The Master had not come.
He had to be dead.
The realization broke over her with a crash like a wave, sucking her under.
Pim Wat had wondered if she wasn’t like other women because she felt no remorse for the things she did. She had tried to learn compassion for the Master’s sake. He had wanted her to, though he accepted her the way she was.
But this feeling. . . this was grief. Pim Wat recognized it, curling herself into a tight ball, the shape she had been in her mother’s womb. If only she could return there and begin her life again. But she couldn’t, and because he hadn’t come for her, they would be looking for her.
She had to get out before they pinned this on her—that’s what she would have done if she had been the survivor of that fight.

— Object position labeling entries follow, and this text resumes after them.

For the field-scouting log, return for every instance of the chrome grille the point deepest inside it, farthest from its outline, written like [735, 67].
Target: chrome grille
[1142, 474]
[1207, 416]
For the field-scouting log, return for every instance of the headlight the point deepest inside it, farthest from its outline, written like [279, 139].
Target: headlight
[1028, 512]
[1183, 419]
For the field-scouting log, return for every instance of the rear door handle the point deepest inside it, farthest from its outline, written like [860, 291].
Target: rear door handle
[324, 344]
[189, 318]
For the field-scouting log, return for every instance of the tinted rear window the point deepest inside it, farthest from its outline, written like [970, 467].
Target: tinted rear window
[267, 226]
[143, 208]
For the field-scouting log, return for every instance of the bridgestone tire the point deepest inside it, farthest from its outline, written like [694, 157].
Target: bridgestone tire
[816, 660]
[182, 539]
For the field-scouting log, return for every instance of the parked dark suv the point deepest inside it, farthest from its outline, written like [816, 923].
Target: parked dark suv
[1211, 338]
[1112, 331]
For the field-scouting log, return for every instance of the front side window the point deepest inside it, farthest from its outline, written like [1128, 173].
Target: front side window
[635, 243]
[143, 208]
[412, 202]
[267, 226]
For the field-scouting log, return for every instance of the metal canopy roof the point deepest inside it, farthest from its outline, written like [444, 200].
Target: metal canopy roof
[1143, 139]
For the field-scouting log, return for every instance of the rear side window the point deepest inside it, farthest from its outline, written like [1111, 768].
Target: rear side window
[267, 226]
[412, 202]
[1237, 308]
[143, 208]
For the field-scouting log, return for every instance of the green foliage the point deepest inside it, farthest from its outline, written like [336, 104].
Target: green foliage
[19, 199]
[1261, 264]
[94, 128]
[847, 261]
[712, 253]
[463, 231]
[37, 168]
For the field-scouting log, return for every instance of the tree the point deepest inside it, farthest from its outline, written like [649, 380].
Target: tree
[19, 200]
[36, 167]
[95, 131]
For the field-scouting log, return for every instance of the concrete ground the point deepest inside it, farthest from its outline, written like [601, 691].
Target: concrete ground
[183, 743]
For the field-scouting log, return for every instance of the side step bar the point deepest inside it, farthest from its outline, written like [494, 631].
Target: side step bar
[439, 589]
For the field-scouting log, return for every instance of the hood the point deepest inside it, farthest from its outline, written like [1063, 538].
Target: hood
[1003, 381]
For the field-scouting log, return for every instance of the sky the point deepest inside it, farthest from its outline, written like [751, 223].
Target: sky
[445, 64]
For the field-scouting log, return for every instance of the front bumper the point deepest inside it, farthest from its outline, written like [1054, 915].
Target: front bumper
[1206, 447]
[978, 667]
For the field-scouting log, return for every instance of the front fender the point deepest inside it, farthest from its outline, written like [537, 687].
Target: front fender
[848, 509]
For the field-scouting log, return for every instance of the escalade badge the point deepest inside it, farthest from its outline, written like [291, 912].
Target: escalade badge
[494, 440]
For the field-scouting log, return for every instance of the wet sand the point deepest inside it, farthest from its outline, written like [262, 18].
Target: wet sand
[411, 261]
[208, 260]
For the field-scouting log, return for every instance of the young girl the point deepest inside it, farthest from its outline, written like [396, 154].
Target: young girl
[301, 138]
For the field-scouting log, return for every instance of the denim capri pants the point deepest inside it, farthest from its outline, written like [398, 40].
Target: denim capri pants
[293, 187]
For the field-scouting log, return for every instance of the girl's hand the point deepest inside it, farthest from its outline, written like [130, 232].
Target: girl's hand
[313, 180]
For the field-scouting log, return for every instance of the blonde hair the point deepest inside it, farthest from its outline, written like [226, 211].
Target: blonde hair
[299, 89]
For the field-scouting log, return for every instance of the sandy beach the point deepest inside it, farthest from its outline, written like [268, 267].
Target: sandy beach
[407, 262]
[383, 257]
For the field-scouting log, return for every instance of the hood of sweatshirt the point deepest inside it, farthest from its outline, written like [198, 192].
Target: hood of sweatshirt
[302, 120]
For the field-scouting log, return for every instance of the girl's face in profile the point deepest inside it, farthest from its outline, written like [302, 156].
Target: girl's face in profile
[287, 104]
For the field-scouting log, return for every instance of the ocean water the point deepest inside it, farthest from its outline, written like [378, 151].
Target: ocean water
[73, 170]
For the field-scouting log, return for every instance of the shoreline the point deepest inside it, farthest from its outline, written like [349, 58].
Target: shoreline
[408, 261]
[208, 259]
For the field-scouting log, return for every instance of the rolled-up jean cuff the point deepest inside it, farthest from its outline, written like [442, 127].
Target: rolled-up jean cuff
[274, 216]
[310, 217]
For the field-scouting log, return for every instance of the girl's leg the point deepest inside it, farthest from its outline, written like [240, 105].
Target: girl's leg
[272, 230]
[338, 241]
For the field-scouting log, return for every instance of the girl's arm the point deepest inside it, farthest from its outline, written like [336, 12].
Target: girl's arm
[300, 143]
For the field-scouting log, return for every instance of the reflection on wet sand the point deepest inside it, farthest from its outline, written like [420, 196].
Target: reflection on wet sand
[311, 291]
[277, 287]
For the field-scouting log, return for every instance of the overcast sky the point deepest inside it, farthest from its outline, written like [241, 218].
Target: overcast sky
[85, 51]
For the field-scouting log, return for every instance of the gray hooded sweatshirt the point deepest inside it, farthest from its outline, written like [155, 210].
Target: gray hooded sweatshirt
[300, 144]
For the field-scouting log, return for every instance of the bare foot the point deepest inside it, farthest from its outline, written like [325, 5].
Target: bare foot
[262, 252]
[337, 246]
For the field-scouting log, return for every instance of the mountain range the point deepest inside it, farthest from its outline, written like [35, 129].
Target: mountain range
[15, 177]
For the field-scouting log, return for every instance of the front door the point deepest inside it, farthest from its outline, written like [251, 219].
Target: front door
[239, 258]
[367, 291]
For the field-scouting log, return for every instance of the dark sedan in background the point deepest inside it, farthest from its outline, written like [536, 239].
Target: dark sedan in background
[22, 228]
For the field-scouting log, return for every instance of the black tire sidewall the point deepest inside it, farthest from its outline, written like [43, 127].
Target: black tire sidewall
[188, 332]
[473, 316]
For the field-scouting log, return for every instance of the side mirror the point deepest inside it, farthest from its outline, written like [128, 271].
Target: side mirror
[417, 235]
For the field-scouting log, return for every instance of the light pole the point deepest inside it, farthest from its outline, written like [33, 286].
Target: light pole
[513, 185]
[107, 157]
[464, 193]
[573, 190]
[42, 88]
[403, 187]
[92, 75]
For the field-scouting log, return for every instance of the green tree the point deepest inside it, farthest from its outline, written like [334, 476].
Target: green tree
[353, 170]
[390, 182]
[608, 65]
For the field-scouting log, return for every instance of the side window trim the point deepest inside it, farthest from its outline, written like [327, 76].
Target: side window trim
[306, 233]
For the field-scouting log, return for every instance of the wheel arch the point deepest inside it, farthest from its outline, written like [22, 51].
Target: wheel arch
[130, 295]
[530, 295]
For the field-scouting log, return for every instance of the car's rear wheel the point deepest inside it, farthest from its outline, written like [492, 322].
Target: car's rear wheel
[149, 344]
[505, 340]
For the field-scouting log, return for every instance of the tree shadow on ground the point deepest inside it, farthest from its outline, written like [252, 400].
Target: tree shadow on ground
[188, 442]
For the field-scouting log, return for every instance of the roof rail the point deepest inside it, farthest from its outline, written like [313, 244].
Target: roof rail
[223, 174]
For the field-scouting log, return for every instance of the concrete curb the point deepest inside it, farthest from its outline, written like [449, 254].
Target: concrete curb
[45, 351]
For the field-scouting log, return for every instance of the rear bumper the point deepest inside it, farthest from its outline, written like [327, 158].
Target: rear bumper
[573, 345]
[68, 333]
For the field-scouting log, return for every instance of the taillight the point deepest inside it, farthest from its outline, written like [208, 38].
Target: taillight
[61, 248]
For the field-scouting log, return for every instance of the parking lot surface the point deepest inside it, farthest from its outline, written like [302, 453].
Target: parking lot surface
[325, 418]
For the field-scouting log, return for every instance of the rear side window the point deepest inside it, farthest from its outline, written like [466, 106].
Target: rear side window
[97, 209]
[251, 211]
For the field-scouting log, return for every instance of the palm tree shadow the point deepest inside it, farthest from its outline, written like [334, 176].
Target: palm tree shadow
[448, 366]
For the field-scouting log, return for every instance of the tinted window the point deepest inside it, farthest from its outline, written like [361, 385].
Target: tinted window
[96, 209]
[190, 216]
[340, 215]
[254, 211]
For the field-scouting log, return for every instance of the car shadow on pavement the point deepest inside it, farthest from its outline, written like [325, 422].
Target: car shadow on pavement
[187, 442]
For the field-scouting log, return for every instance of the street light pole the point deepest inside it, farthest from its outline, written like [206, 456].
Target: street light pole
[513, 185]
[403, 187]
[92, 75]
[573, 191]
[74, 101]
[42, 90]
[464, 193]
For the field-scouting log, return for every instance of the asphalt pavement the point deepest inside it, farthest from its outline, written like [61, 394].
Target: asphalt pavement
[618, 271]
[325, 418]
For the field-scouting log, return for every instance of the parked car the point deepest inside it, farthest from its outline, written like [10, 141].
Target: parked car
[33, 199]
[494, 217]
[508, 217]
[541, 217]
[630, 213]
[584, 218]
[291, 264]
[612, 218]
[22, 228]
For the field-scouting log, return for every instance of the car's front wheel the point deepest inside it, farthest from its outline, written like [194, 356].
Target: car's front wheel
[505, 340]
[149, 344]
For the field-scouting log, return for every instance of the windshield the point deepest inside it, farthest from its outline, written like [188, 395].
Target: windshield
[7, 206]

There was no way to tell how much time had passed; the passage was completely dark. But Pim Wat knew the way; she had used it before.
She rolled onto her knees, and used her hands, clawing up the rough wall, to pull herself to her feet. She stumbled down the pitch-dark tunnel, tightening her robe to protect her skin from the rough stone, her mind racing ahead to the next steps.
She exited at last, near the outer wall of the courtyard and the helicopter pad.
The Master had had escape as his top priority when he created this exit, and it served Pim Wat well as she roused the pilot from the “always-ready” hut built in the corner of the helipad.
“I need to go see my sister,” she told him. “You know the address. It’s a family emergency.” The man nodded, knuckling sleep from his eyes and running to the chopper. Pim Wat looked at the stars overhead, guessing the time. No more than an hour had passed since she had lain in the tunnel—they hadn’t had time to raise the alarm yet.
“Hurry,” she said, climbing into the passenger seat. “My sister is in danger.”
The pilot hastened to obey, handing her a helmet. She put it on and buckled into her harness. She usually rode in back, disliking chopper flights with their noise, fumes, and bumpy air travel—but it was dark out on a windless night, and she was fleeing for her life. “Turn off the radio,” she told the pilot. “I want to rest.”
He flicked the switch without question.
The chopper lifted off. Energy came back into Pim Wat as they hurtled above the black jungle, arrowing toward the city. Her roiling emotions began to settle like the feathers on a bird coming to rest.
She rested her head against the Plexiglas window and planned as they flew.
Pim Wat redirected the chopper to the Bangkok airport, telling the pilot that she would take a cab from there to meet her sister at their lawyer’s. Though he raised his brows in question, used to dropping her off right in her sister’s neighborhood, she smiled and told him he deserved to have a night on the town on the Yam’s expense account.